Lead author of the study, Ella Gilbert, a scientist at the University of Reading in England, was quoted to have said, “Ice shelves are important buffers preventing glaciers on land from flowing freely into the ocean and contributing to sea-level rise. When they collapse, it's like a giant cork being removed from a bottle, allowing unimaginable amounts of water from glaciers to pour into the sea.”

The study considered the processes that drives melting of ice shelves and modelled them with more details. Under normal conditions, the ice shelves usually melt during summer. The water from this melting of ice trickles down through the cracks in the ice and later get frozen again. But, when the melting rate goes higher, then water pools on the surface of the shelves.

The melted ice accumulates over the surface of the ice shelves and fractures them and the shelves can ‘collapse spectacularly’. “The findings highlight the importance of limiting global temperature increases as set out in the Paris Agreement if we are to avoid the worst consequences of climate change, including sea level rise,” said Gilbert in a statement.

In past studies, scientists and researchers have modelled the future behaviour of the ice shelves at a larger scale—the whole of Antarctica. This missed finer and minute details of individual ice shelves, at least the way they are behaving in the warming world. The new study concentrates on modelling ice melting in different scenarios with more minute details and precisions that were not known previously.

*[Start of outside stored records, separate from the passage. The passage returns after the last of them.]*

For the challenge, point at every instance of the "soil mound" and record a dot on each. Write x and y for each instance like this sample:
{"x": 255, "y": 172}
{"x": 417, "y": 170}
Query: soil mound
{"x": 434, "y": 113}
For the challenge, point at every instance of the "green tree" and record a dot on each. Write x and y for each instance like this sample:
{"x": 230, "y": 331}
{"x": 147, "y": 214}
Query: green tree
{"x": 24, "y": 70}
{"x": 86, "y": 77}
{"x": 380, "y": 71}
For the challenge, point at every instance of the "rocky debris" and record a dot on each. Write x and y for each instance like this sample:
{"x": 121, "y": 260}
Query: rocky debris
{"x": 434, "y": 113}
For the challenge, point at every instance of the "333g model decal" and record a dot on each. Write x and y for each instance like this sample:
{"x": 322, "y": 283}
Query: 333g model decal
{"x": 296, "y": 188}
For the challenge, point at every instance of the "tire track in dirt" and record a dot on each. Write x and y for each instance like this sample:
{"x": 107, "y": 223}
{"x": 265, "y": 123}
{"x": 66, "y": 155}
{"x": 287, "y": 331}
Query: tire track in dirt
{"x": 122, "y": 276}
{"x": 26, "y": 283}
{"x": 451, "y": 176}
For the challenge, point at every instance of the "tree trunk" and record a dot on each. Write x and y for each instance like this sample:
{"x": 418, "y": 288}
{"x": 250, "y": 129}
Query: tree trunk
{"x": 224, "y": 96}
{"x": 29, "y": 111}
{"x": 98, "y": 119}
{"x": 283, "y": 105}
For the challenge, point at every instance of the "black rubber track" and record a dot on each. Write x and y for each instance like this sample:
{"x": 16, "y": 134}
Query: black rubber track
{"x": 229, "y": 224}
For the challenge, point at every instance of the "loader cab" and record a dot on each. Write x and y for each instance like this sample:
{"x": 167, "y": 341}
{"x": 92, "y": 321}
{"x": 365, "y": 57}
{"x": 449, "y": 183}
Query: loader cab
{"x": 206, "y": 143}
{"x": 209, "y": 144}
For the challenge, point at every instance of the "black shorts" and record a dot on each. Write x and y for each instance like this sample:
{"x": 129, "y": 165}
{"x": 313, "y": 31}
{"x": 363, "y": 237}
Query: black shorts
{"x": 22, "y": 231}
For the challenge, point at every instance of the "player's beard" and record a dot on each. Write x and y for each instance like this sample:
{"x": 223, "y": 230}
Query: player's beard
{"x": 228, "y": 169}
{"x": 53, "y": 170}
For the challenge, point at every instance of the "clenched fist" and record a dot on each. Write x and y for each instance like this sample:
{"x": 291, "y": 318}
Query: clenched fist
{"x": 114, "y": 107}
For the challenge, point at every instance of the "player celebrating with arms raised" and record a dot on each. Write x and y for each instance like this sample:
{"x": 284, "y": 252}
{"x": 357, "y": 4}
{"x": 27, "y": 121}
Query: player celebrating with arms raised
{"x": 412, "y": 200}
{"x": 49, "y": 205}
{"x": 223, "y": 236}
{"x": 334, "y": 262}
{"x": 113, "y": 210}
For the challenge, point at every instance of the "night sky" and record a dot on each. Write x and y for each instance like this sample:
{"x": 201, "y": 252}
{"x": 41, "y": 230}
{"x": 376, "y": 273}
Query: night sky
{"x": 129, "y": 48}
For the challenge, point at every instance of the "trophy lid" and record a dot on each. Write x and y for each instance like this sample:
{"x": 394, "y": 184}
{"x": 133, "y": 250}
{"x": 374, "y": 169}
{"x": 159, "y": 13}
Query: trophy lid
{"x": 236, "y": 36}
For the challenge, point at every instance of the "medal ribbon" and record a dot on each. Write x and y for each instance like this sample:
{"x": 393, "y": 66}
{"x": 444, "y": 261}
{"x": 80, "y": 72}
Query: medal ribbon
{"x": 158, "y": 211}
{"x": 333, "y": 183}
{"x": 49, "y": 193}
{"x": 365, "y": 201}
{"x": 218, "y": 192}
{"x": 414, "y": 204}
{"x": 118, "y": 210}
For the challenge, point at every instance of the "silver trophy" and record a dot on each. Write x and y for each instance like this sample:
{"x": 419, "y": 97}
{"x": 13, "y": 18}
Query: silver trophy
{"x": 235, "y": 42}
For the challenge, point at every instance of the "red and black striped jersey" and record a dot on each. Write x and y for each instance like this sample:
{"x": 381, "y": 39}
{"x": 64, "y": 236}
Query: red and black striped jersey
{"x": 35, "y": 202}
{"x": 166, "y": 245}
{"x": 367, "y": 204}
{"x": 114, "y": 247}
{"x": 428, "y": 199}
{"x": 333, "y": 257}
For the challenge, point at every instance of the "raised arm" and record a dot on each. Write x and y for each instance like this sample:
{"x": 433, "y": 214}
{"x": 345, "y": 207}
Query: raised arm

The researchers identified that Larsen C, the largest remaining ice shelf in Antarctica, along with other three, would be particularly threatened by the warming climate. The other three ice shelves incorporated in the study are Wilkins, Pine Island and Shackleton. Larsen C already split in 2017 and formed the enormous iceberg, A68.

“I think that we're presently on track for something between 3 to 3.5 C (5.4 to 6.3 F). That's not to say that 4 C (7.2 F) is out of the question — if we're unlucky and unwise, we could certainly get there,” commented a scientist from University of Texas who studies the prospects of future warming and was not involved in the current study.

The indication of the study is that the world, where climate change is proceeding to a point where one third of Antarctic ice shelves would be put at risk of collapsing, would involve major failures of containing greenhouse gas emissions caused by human activities.